Feeling alive: ALS hasn't kept Kicklighter from his passion
Times News - 5/24/2019
May 24-- May 24--Since he was 2 years old, 2013 North Henderson High graduate Scott Kicklighter has had autism, and just two years ago, he was diagnosed with ALS.
The disease, which affects fewer than 20,000 people per year, attacks nerve cells, and people who suffer from it progressively lose their ability to move. For the past four years, Kicklighter's passion has been taking Karate classes at Glover's Martial Arts Academy in Hendersonville, and ALS hasn't kept him from the dojo.
When asked how he felt being in the dojo each week, Kicklighter had an inspirational reply: "Alive," he said.
The 24-year-old lettered at North, playing on the varsity football team. A couple of years after high school, he asked his parents if he could start taking Karate classes.
"In talking to a freind and colleague at North, they mentioned that Cody (Glover) was taking on new students. I took Scott to observe one of the classes, and before I knew it, Scott was on the mat. They hit it off from the beginning," Scott's mother, Kristi Kicklighter, said.
"He's been great to have here," Sensei Cody Glover said Thursday at the dojo. "He's an amazing student and has been progressing every day."
Kristi Kicklighter said she and her husband, Brackley, had been taking Scott to physical therapy for ALS. He had started losing use of his legs, arms and hands.
"But when he comes here to the dojo, he changes," she said. "We've actually cut down on our trips to physical therapy because of coming here. He does the Karate moves and he just really enjoys it. This is his passion. You can tell."
And so can Glover.
"He loves punching me in the face," Glover said, laughing.
Kristi Kicklighter recalled one time when Scott fell and broke his jaw. All he was thinking about was getting to the dojo.
"The last thing he said before going under (for surgery) was 'Can I go to Karate Saturday?'" she said.
After four weeks, the doctor finally gave in and said he could go back to the dojo.
"The doctor said, 'He can go, but no falls and no sparring that would result in a hit to his face. None... got it Scott?' Scott's answer was textbook Scott: 'Yeah, yeah, yeah. Call Cody.' So I called Mrs. Jan and asked her to put him back on the schedule. Her response was 'Oh good. We've been holding his spot,'" Kristi Kicklighter said.

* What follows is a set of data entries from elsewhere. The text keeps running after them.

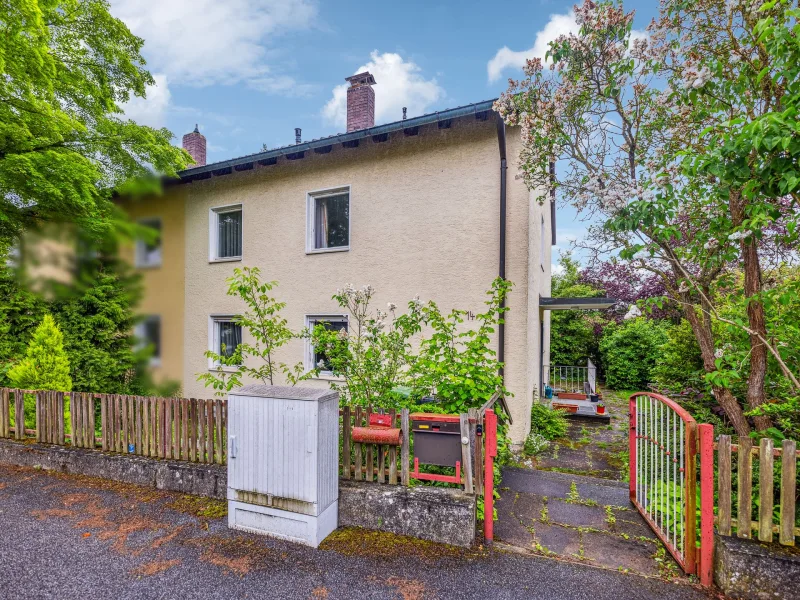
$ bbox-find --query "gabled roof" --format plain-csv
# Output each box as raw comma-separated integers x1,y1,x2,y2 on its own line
178,100,494,182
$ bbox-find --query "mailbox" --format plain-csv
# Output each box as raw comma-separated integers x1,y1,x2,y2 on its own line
411,413,461,467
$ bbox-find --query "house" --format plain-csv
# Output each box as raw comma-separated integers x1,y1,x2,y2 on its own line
119,73,555,442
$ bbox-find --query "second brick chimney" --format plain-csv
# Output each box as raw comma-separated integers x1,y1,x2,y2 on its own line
345,71,375,132
183,125,206,168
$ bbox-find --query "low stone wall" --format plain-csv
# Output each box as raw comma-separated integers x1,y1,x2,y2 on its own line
0,440,228,500
714,535,800,600
0,440,476,546
339,480,476,546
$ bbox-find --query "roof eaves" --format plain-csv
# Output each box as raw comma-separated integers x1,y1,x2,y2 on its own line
178,100,494,181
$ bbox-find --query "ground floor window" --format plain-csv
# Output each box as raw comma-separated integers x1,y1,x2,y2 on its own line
134,315,161,366
209,316,242,367
305,315,347,376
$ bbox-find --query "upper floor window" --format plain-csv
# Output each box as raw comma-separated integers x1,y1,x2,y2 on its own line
209,204,242,261
134,315,161,366
136,219,161,267
306,187,350,252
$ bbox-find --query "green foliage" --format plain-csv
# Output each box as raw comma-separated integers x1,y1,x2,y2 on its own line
550,254,605,365
531,402,569,441
8,314,72,429
0,0,189,244
409,277,512,413
197,267,308,395
652,319,705,392
600,317,667,389
310,278,511,413
8,314,72,392
309,285,422,406
52,261,149,394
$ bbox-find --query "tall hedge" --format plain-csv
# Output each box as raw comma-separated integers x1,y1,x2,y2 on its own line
600,317,667,390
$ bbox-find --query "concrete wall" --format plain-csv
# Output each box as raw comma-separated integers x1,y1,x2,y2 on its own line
714,535,800,600
122,186,189,383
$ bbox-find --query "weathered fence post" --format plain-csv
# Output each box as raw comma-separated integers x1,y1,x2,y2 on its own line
400,408,411,486
758,438,774,542
483,409,497,544
459,413,474,494
778,440,797,546
690,424,714,586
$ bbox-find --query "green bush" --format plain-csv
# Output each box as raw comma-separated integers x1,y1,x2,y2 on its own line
8,314,72,429
526,402,569,444
600,317,667,390
652,319,706,393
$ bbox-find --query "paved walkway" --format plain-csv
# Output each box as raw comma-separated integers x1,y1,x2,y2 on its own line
495,393,686,580
0,465,705,600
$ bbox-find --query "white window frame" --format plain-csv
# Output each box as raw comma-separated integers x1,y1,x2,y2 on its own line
208,314,244,372
133,315,164,367
306,184,353,254
303,314,350,380
134,217,164,269
208,204,244,263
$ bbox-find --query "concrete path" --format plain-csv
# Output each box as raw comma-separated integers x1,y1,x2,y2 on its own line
0,465,705,600
495,392,686,580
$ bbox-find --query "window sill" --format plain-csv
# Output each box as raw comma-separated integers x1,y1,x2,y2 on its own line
306,246,350,254
208,256,242,264
309,373,344,381
208,365,239,373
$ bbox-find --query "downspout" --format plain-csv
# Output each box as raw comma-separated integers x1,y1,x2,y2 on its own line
497,115,508,377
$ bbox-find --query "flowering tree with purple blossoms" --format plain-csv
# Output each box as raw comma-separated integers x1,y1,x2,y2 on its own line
496,0,800,435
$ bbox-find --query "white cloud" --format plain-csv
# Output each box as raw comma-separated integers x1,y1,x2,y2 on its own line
112,0,317,87
122,73,172,127
322,50,445,127
486,11,579,82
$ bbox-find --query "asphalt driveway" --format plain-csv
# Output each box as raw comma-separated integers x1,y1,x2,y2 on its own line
0,465,707,600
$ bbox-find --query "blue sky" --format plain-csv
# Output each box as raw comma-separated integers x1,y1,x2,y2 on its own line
117,0,658,264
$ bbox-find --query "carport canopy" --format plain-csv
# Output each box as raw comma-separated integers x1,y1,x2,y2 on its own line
539,297,617,310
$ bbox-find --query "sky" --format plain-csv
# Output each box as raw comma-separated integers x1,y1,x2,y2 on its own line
111,0,658,268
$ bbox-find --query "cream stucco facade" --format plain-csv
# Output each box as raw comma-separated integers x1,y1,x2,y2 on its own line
126,115,551,442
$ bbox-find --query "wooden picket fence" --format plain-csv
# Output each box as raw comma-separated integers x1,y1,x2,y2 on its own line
339,406,483,495
716,435,800,546
0,388,227,464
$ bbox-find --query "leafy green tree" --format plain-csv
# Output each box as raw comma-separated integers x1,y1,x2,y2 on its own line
8,314,72,429
600,317,667,390
0,0,189,244
309,284,422,406
197,267,307,394
51,259,148,394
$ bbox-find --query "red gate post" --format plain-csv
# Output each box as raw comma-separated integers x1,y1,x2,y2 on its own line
628,394,639,503
483,409,497,545
697,423,714,586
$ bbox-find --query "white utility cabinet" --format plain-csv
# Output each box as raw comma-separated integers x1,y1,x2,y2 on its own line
228,384,339,548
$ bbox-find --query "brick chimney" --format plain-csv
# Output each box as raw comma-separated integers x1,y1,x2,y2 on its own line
345,71,375,132
183,125,206,167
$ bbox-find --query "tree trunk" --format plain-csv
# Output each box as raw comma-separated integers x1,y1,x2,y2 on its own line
730,190,772,430
681,293,750,438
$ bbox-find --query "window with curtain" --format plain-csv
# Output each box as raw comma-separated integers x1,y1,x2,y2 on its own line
306,317,347,373
136,219,161,267
134,315,161,364
211,317,242,364
309,192,350,250
211,206,242,259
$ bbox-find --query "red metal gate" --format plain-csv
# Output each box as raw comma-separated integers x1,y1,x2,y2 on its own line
629,392,697,573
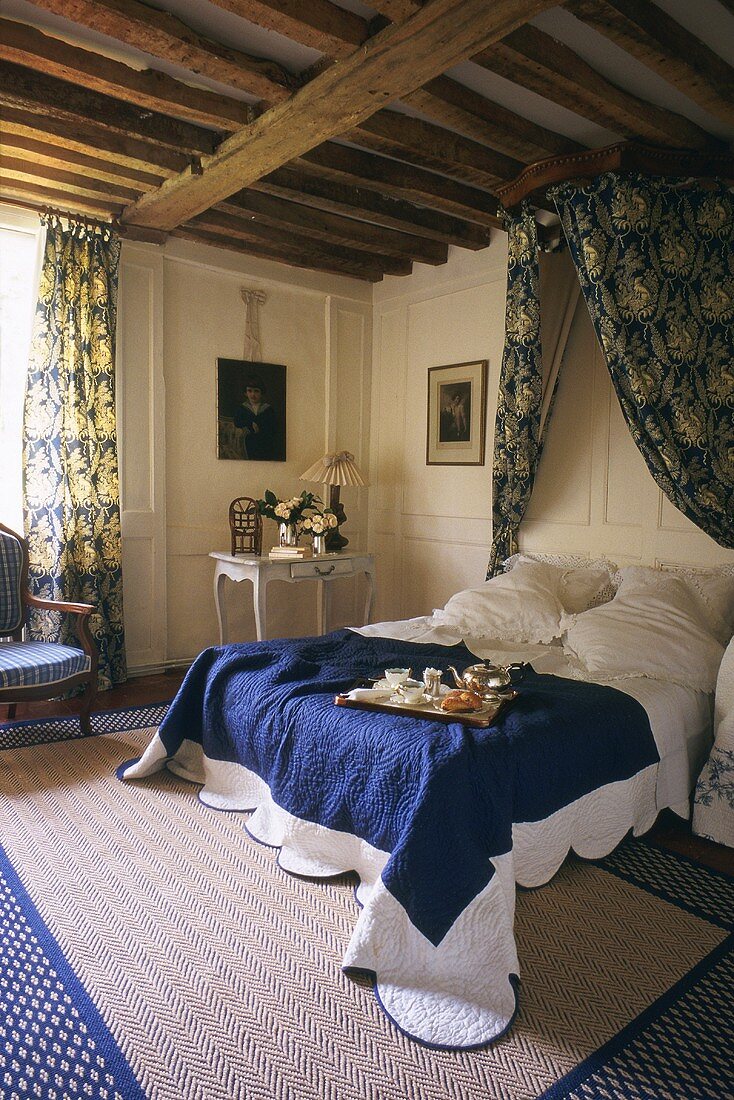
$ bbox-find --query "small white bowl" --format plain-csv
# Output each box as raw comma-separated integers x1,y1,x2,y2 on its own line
385,669,410,688
395,680,426,706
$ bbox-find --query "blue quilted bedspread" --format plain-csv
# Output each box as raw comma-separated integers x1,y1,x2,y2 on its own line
151,630,658,944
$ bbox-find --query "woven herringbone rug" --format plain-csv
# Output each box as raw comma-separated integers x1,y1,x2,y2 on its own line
0,716,734,1100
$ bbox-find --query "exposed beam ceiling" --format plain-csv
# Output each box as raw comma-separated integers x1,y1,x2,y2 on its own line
0,0,734,281
122,0,554,230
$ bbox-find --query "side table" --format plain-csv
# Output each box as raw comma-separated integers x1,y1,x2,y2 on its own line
209,550,375,646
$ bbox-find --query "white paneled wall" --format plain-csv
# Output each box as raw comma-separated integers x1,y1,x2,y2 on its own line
118,233,734,670
371,233,734,619
117,249,167,669
118,241,372,671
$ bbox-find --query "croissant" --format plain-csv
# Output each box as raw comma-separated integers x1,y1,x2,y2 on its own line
440,689,484,714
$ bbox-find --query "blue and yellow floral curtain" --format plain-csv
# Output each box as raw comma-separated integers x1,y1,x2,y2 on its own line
486,204,543,578
551,173,734,548
23,217,127,689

May is ALS Awareness Month for the ALS Association, whose mission, according to its website, is to discover treatments and a cure for ALS, and to serve, advocate for, and empower people affected by ALS to live their lives to the fullest.
That's exactly what Scott Kicklighter, who also still works as the janitor at Clear Creek Elementary, is doing.
"He was our Student of the Month in February, and he recently just earned his green belt," Jan Overcash of the dojo said. "He works so hard, and when he's on the mat, everyone gathers around to watch him. We all love him here."
Kristi Kicklighter expressed her thankfulness for the willingness of the staff at Glover's to work with her son. She believes in her heart that it is definitely helping.
"There is no doubt that the physical activity Scott gets at Glover's is preventing more muscle loss, or at the very least slowing down the progression. I'm convinced he'd be in a wheelchair full time without the physical activity he does for Karate. But most important of all, Cory, Larry and Cody give Scott something to look forward to," she said. "We are forever grateful for (them) helping our son pursue his passion and focusing on what he CAN do, not what he can't do."